# 123 cell protection anatomy revealed



## NewBie (Apr 25, 2006)

Warning!!!

Please do not attempt to do this, it can be very dangerous!

Some folks have argued about the existance of a PTC in 123 batteries. I'd like to assure folks that at least Duracell, Energizer, and Surefire all use PTC devices in their Primary Lithium Batteries.




























I also took the PTC and measured it's resistance with temperature, and once it hit a certain temperature, it's resistance rapidly increases, to remove the load to a cell, in order to protect the user from a battery explosion.


Next, the rest of the cell:


----------



## carrot (Apr 25, 2006)

So these batteries are just rolls of... electrodes? I don't quite remember chemistry class.

I'm surprised... I thought there were pixies inside.


----------



## idleprocess (Apr 25, 2006)

Thanks for risking life, limb, and the wrath of product-liability attorneys everywhere to bring us this most informative photographic journey through lithium-primary cell construction!


----------



## NewBie (Apr 25, 2006)

carrot said:


> So these batteries are just rolls of... electrodes? I don't quite remember chemistry class.
> 
> I'm surprised... I thought there were pixies inside.




Heheh, you also find electroyte.


Some of the atypical stuff found in a Primary Lithium:

-Carbon Black
-1,2-Dimethoxyethane
-1,3-Dioxolane
-Graphite
-Lithium or Lithium Alloy
-Lithium Perchlorate
-Lithium Trifluoromethanesulfonate
-Lithium Trifluoromethanesulfonimide
-Manganese Dioxide
-Propylene Carbonate


Thermal degradation may produce hazardous fumes
of:
-manganese and lithium,
-hydrofluoric acid
-oxides
-carbon
-sulfur
-and other toxic by-products.

Under certain misuse conditions, and also by abusively opening the battery, exposed lithium can react with water or moisture in the air causing potential thermal burns or fire.

BATTERY CAN EXPLODE OR CAUSE BURNS IF DISSASSEMBLED, RECHARGED, OR EXPOSED TO WATER, FIRE, OR HIGH TEMPERATURE.


----------



## kubolaw (Apr 25, 2006)

Wow, great stuff. Thanks NewBie!

It looks like the protective element is a sandwich of two metal disks separated by the PTC material. Does that mean that if a strong axial force is applied to the cell, the disks could short and bypass the protection? Or am I not looking at the pictures properly?


----------



## a99raptors (Apr 25, 2006)

Thanks and great work! What about the cheaper batteries like BatteryStation (Made in PRC) and Titanium?


----------



## Stumpy (Apr 25, 2006)

Thanks for the bird's eye view it is very interesting.


----------



## chimo (Apr 25, 2006)

I love posts like this. Thanks, Newbie. I hope you had your EOD suit on.  

Paul


----------



## Burnt_Retinas (Apr 25, 2006)

Great pics,

Now add water to the grey electrode material, some of which is attached to the insulating liner. It's got the lithium. Keep the cell wrapped when adding water will give flames as it appears to ignite the insulating liner with the heat produced.

If anyone intends to pull apart a cell, please unwrap the layers and spill some water on it whilst outdoors.
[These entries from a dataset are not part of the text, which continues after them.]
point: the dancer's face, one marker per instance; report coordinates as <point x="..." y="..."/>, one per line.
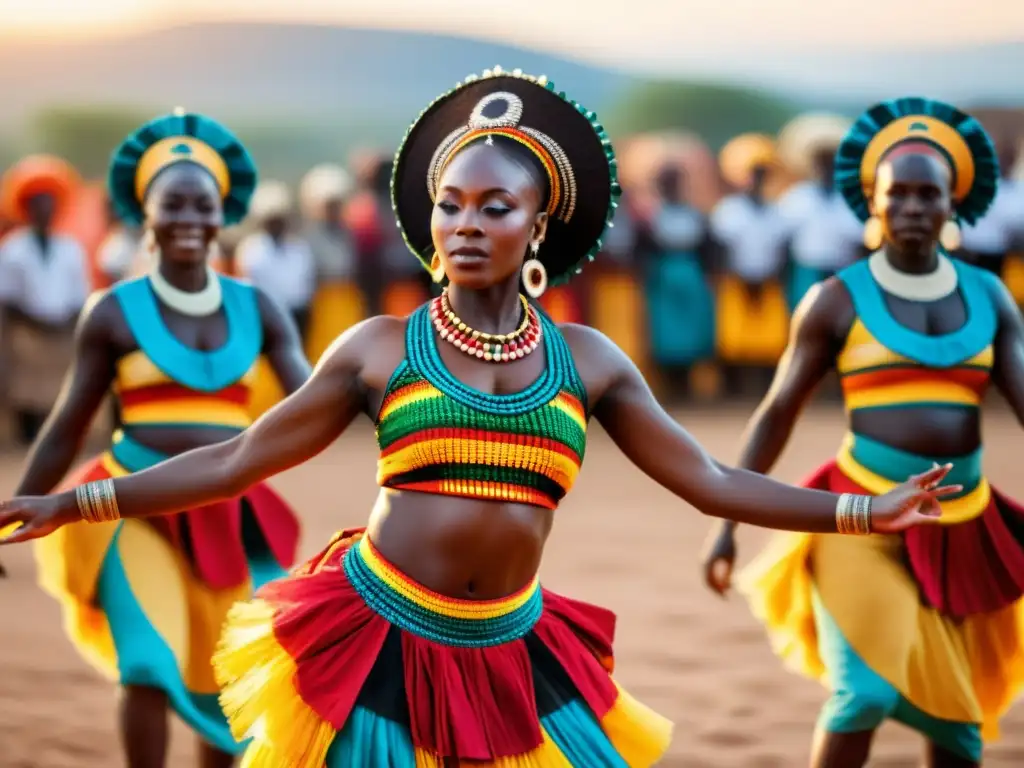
<point x="912" y="200"/>
<point x="488" y="210"/>
<point x="41" y="208"/>
<point x="184" y="211"/>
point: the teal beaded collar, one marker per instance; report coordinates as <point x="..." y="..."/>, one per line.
<point x="559" y="371"/>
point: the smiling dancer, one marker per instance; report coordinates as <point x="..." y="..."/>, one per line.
<point x="924" y="628"/>
<point x="144" y="600"/>
<point x="426" y="639"/>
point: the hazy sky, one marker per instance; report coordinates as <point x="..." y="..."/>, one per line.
<point x="642" y="31"/>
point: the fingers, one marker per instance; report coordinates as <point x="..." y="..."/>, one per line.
<point x="24" y="532"/>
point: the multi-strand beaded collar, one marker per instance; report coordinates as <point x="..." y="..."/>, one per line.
<point x="491" y="347"/>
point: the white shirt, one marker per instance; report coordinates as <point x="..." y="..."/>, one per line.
<point x="824" y="232"/>
<point x="1001" y="224"/>
<point x="119" y="255"/>
<point x="287" y="272"/>
<point x="48" y="287"/>
<point x="678" y="227"/>
<point x="753" y="235"/>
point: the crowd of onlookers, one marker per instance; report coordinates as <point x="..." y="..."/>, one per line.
<point x="696" y="287"/>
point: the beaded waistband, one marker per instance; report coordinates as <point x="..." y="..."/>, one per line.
<point x="444" y="620"/>
<point x="878" y="468"/>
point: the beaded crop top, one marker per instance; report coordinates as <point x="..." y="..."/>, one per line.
<point x="886" y="365"/>
<point x="438" y="435"/>
<point x="165" y="383"/>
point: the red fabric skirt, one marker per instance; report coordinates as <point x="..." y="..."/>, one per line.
<point x="320" y="665"/>
<point x="962" y="569"/>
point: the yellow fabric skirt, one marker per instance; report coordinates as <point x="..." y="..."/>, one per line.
<point x="751" y="331"/>
<point x="964" y="672"/>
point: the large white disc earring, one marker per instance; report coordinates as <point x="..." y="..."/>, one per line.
<point x="535" y="275"/>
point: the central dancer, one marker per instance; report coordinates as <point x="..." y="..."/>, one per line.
<point x="426" y="639"/>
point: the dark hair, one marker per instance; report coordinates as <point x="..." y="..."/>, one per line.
<point x="525" y="160"/>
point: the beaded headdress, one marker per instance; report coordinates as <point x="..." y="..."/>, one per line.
<point x="953" y="135"/>
<point x="181" y="137"/>
<point x="37" y="174"/>
<point x="744" y="153"/>
<point x="565" y="137"/>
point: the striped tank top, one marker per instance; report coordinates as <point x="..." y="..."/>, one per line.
<point x="438" y="435"/>
<point x="165" y="383"/>
<point x="885" y="365"/>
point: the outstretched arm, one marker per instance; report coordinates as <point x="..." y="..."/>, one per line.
<point x="814" y="342"/>
<point x="1008" y="372"/>
<point x="294" y="430"/>
<point x="283" y="345"/>
<point x="668" y="454"/>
This will 'fizz' off the lithium, hopefully without any major fire. Not doing so may cause a fire hazard when disposed of in the trash should any lithium come into contact with moisture (most likely).

Chris


----------



## SilverFox (Apr 25, 2006)

Hello Newbie,

Excellent information, and my hat is off to you... Every time I have taken a cell apart it has caught fire.  

Tom


----------



## KevinL (Apr 25, 2006)

Great job on the disassembly and the photography! That has been the best 'exploded view' of the interior of a cell that I have ever seen, bar none. :bow: :bow:

Lots of stuff inside the humble little 123 cell that we all use.


----------



## Luna (Apr 25, 2006)

What happens if you throw that in the toilet


----------



## jsr (Apr 25, 2006)

a99raptors said:


> Thanks and great work! What about the cheaper batteries like BatteryStation (Made in PRC) and Titanium?


 
Titanium states they have PTC. I too would like to know if BS 123As have PTC, but thus far, no one's been able to answer that when I ask.
I know Tenergy doesn't have PTC and these are the 3 low-cost brands I'm looking to purchase from in the future (when my current stock runs out).


----------



## BigHonu (Apr 25, 2006)

WOW! 

Excellent job with the disassembly and photography!


----------



## bwaites (Apr 25, 2006)

I'm willing to bet that BatteryStation cells have PTC. Otherwise, why would they shut down when overheated?

Bill


----------



## a99raptors (Apr 25, 2006)

Saw the discharge curves over at the amondotech website regarding several 123 batteries that claim that titanium and batterystation batteries holds a greater charge for a longer time than any other batteries. I was just curious as to how true this is, considering their prices are also among the cheapest. Just wondering if they sacrifice reliability for lower prices.

http://www.amondotech.com/images/lithium_ion_battery/cr123a/123Comparison2A.jpg


----------



## jayflash (Apr 25, 2006)

Is the lithium in a totally discharged cell reduced or combined such that it's in a stable form and won't react with water?


----------



## Brighteyez (Apr 25, 2006)

You've made this posting in a rather authoritative demeanor. Do you know this for a fact, or was it just told to you (even if it was from Tenergy, as things might get lost in the translation, and I don't think the two ladies who answer the phones are real technical.)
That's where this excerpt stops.